Chéri

DRAMA; 1hr 33min

STARRING: Michelle Pfeiffer, Rupert Friend, Kathy Bates


Rupert, bare: Pfeiffer and Friend

At a delectable 51, Pfeiffer is an astute choice for the ripe role of retired 19th-century Parisian courtesan Léa de Lonval. Léa is a lady who knows what she fancies, and hedonistic 19-year-old Fred Peloux (Friend) — nicknamed Chéri by Léa — is the dewy distillation of youth. Their six-year liaison is a meshing of experience and promise. When it ends, with Chéri’s arranged marriage by his wily ex-courtesan mother (Bates), Léa and Chéri are crushed. Léa, at least, is old enough to know that life must take its course. Chéri, unhappy and rudderless, is not so sure.

 

With The Queen, director Stephen Frears (who also narrates here) took on a different type of high life.
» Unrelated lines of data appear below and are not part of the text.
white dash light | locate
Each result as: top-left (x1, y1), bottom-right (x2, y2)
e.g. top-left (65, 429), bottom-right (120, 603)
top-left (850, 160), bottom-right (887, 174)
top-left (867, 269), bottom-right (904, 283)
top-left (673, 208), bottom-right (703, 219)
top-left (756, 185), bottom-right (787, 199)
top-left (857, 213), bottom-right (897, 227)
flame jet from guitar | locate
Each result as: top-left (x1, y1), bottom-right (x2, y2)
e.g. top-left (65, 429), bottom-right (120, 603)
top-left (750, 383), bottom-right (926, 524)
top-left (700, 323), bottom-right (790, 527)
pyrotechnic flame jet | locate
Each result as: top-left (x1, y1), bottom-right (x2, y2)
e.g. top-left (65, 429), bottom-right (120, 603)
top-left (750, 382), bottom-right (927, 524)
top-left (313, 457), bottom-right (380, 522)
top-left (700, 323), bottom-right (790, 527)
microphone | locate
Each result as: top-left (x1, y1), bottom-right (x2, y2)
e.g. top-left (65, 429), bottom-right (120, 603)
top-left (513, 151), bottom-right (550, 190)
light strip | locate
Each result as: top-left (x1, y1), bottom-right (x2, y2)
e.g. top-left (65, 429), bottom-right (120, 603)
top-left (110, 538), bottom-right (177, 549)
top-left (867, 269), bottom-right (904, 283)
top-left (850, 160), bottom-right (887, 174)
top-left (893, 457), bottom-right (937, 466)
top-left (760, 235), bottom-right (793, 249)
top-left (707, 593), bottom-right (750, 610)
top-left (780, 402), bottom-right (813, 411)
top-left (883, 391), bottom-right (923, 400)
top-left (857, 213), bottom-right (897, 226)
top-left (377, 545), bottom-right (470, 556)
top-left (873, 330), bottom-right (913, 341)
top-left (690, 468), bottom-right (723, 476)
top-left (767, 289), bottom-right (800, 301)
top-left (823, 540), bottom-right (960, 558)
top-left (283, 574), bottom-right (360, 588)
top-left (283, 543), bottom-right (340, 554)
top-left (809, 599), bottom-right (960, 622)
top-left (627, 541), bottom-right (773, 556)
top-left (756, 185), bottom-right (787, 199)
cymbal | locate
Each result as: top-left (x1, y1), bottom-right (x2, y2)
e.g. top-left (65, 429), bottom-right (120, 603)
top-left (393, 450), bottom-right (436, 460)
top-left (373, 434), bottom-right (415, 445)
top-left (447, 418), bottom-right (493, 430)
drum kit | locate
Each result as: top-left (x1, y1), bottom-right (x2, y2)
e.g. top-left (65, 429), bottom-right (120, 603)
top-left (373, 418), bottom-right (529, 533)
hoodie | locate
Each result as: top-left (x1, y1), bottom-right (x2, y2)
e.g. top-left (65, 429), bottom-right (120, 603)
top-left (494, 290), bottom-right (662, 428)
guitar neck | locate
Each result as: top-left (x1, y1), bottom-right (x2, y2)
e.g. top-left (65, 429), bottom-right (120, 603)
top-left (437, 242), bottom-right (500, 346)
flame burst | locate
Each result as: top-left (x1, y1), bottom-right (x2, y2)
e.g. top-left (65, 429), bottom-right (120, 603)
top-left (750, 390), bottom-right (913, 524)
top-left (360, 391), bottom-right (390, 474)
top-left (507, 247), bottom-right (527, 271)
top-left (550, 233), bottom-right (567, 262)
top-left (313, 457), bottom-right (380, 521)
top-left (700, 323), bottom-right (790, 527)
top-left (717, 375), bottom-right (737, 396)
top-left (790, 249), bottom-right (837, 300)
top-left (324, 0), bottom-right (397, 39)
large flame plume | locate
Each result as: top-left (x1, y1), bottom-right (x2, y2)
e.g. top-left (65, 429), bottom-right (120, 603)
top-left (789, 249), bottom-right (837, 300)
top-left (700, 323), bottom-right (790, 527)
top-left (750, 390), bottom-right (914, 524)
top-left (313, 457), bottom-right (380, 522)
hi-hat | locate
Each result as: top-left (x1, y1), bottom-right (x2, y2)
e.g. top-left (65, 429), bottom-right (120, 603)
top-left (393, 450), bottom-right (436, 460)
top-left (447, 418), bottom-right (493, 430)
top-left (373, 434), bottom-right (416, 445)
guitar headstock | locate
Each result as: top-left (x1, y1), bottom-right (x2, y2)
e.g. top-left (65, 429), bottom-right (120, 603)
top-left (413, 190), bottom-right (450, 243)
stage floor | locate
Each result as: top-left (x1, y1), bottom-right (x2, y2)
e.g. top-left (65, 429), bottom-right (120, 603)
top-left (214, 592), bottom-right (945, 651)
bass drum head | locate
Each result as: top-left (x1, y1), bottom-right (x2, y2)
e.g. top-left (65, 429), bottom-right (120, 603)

But belle époque courtesans were their own kind of royalty and this burnished, sensual production, based on French writer Colette’s novels Chéri (1920) and La Fin de Chéri (“The End of Chéri”, 1926), is a great love story grounded in inevitable loss. Léa is a piteous figure solely because she is mortal, and Pfeiffer holds her sorrow in every delicate line.